After taking a lump sum and paying taxes, the unemployed woman said she ended up with just more than $500,000.
Asked if she had the right to the public assistance money, Clayton answered, "I kind of do. I have no income, and I have bills to pay. I have two houses."
Zorn said the state House has passed bills on the matter. One would require a state agency to conduct an assets test if a citizen wins more than $1,000 in lottery earnings. "That will trigger whether or not the people are eligible to receive public assistance." [source]
I highly suspect that Clayton bought a house and a home because these are socially seen as markers as success. When it comes to property, now that housing prices are low, an investment, if one can afford it, is not a bad financial choice to make. The problem as Clayton has discovered is that she is now house broke. She made it clear that she now owns two hopes, and so perhaps the second home was intended to be used as a rental property.
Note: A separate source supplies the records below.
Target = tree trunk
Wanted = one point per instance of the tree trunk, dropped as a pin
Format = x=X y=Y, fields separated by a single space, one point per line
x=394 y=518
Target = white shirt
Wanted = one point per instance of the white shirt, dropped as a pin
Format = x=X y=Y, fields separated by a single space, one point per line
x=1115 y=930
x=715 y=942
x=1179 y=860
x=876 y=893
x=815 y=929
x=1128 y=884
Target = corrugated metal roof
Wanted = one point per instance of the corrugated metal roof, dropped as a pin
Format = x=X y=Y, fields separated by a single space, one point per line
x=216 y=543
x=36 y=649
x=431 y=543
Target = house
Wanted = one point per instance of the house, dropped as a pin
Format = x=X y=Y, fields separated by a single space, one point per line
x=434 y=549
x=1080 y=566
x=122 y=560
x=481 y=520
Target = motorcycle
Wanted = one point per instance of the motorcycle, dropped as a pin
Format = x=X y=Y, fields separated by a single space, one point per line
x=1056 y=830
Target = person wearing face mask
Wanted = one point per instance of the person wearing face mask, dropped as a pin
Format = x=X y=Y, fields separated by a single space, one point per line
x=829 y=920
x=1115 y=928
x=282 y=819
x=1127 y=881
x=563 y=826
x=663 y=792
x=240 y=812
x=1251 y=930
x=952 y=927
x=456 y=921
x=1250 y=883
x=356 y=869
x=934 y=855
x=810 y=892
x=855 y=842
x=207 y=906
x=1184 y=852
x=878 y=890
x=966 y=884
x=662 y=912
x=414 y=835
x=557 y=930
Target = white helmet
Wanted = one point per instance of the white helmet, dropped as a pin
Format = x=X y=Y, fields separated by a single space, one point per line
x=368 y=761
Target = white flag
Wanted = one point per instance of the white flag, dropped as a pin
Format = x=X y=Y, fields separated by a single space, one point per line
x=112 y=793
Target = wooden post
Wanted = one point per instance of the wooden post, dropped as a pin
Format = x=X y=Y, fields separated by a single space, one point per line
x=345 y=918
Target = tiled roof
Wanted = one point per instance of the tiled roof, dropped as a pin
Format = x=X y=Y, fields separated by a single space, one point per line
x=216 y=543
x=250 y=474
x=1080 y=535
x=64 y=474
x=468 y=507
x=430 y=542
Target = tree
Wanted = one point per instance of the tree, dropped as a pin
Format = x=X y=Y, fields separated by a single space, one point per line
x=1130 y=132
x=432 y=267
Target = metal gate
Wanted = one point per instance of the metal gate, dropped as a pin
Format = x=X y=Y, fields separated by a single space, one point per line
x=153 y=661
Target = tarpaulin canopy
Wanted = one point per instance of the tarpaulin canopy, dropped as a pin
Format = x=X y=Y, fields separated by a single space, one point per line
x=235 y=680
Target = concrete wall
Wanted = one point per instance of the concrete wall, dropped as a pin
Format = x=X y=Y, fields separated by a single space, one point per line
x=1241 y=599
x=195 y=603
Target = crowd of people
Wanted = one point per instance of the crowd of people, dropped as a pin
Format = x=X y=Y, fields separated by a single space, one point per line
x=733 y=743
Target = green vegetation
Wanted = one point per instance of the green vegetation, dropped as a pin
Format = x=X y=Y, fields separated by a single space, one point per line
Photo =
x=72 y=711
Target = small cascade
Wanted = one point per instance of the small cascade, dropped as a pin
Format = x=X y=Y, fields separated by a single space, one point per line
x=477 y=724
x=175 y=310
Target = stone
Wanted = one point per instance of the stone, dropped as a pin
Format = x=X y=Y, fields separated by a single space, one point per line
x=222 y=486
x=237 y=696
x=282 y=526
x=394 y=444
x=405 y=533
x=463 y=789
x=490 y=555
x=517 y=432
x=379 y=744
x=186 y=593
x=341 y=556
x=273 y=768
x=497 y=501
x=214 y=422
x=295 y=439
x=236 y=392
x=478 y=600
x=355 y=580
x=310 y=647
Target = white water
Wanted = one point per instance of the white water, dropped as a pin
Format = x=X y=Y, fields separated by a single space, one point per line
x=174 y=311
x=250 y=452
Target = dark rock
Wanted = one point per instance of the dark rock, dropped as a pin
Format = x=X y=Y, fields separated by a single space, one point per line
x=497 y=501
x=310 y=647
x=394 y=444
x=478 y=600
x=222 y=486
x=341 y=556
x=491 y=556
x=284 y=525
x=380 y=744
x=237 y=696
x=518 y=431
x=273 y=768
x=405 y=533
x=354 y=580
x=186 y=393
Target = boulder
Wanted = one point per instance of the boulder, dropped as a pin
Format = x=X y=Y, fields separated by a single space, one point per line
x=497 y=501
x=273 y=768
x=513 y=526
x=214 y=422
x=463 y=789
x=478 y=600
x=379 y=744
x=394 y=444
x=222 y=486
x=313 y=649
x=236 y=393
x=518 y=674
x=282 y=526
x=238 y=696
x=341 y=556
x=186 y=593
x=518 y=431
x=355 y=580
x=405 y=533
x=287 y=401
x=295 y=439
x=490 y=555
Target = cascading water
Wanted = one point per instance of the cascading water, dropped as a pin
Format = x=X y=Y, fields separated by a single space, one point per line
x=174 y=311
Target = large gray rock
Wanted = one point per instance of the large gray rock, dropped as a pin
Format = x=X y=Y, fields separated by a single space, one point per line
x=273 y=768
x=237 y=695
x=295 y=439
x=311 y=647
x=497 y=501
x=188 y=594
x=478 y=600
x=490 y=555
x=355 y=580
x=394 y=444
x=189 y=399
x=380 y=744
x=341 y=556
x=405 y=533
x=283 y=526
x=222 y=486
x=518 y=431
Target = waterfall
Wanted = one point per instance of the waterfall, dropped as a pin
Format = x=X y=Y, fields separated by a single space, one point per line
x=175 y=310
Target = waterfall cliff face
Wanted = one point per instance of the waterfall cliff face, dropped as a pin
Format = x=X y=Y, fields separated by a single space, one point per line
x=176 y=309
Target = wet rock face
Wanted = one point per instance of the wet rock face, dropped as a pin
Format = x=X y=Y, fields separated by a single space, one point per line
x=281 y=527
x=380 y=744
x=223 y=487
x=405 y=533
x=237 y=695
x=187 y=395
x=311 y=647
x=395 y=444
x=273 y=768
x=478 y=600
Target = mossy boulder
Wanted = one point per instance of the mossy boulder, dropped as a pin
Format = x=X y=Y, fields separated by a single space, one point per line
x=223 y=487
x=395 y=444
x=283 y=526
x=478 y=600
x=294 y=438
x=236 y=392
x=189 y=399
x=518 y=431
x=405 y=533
In her response as to whether or not she is entitled to food stamps, what I see is a case of entitlement. Yes, she has bills to pay, but so does everyone else. She is not the special snowflake that she sees herself as. What I found most interesting about this story, was the lack of welfare queen drama that would most certainly have been aimed at a WOC. Some commenters on the CNN story did however manage to engage is some hateful rhetoric, though Clayton is a White American woman.